October 2, 2022

Vehicle Definition

Comfortable Vehicle

Oakes: Simple mistakes cost shops billable hours

One of my more favorite events occurred at the end of June.

By now, we are all familiar with the reason for ADAS: It’s the mechanical foundation to the autonomous vehicle (AV). And with manufacturers promoting the initial, “hands-free” driving option, everyone is wanting to have that option on their daily driver. Unfortunately for some manufacturers, the mechanics are in place, but the software development is lagging. Over-air or dealer-installed software updates are coming online to fulfill the brand-customer’s desires; keeping the customer loyalty within the manufacturer-family of vehicles. Ford is no exception.

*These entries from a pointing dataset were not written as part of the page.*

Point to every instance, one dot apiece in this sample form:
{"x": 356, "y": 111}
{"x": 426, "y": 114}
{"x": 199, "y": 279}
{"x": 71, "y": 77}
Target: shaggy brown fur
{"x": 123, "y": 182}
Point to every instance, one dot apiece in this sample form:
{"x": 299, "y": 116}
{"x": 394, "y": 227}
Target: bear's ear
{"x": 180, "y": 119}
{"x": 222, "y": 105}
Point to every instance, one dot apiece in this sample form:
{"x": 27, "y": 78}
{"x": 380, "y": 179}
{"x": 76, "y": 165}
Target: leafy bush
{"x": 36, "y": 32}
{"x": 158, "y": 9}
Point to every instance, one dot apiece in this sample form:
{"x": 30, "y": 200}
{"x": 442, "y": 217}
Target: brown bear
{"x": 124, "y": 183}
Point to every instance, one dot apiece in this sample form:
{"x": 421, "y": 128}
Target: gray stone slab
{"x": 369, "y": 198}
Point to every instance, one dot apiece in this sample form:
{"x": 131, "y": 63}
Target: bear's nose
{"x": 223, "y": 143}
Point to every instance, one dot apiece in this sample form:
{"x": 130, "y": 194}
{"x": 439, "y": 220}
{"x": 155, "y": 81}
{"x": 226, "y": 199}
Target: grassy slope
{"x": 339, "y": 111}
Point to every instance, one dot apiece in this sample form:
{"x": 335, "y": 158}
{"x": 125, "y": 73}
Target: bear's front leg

In this specific incident, the shop was experiencing a two-fold issue: a tablet that needed updating and not checking TSB updates. It started when the customer received a Ford letter stating their vehicle was now able to ride down the highway in semi-autonomous mode — (Ford bulletin: Optional Product Improvement Program 21G01).

But as with life, the customer didn’t read the letter in full or understand the process. All the customer understood was that he could not drive down the highway with “no-hands” on the steering wheel, and “there’s something wrong with my truck!”

Instead of going to the dealer, the vehicle owner showed up at his mom-and-pop “go-to” shop, complaining that the hands-free highway function was not working.

The shop verified the customer complaint, and, yes, the highway hands-free was not functional. So, the technician moved onto the scanner, skipping the electrical integrity check.

Despite a tablet that hadn’t been updated in weeks, the pre-scan showed that all ADAS functions were code-free. So, the technician decided to perform a dynamic recalibration. (Ack! Without checking alignment specifications, first!)

That process went without a hitch, yet the highway function was inoperative. Then, the tech moved forward with checking component levels, ground and power, which passed.

At this point, the shop had spent five, unbillable hours only to be sitting at the same diagnostic spot as when the vehicle entered the bay.

That’s when I got called into the mix.

The first step, verifying the customer’s complaint, well, that’s where the diagnostic flowchart fell apart. The technician in a rush to push the vehicle through the process — coupled with the little ADAS knowledge of that year, make and vehicle model — was where the real breakdown occurred.

While it is important to verify a properly functioning electrical base, it is equally important not to invent the wheel and check known, factory TSBs, because that is where this “repair” would have stopped hours beforehand.

Taking a few minutes to research the Ford documents, the technician would have seen the bulletin/customer letter stating that the software update was not instantaneous: dealership or customer OTA (over the air) install.

If the technician had followed the flow chart, they would have stopped and asked more questions, because when it comes down to it, we all know that most customers suppress information, believing that giving us the straight skinny is going to cost more in diagnostics.

In the perfect automotive world, a Q&A is a time saver for the customer (billable hours), and offers faster vehicle turn-around time in the bay (more volume).

How could you turn wrong went you have the right information base?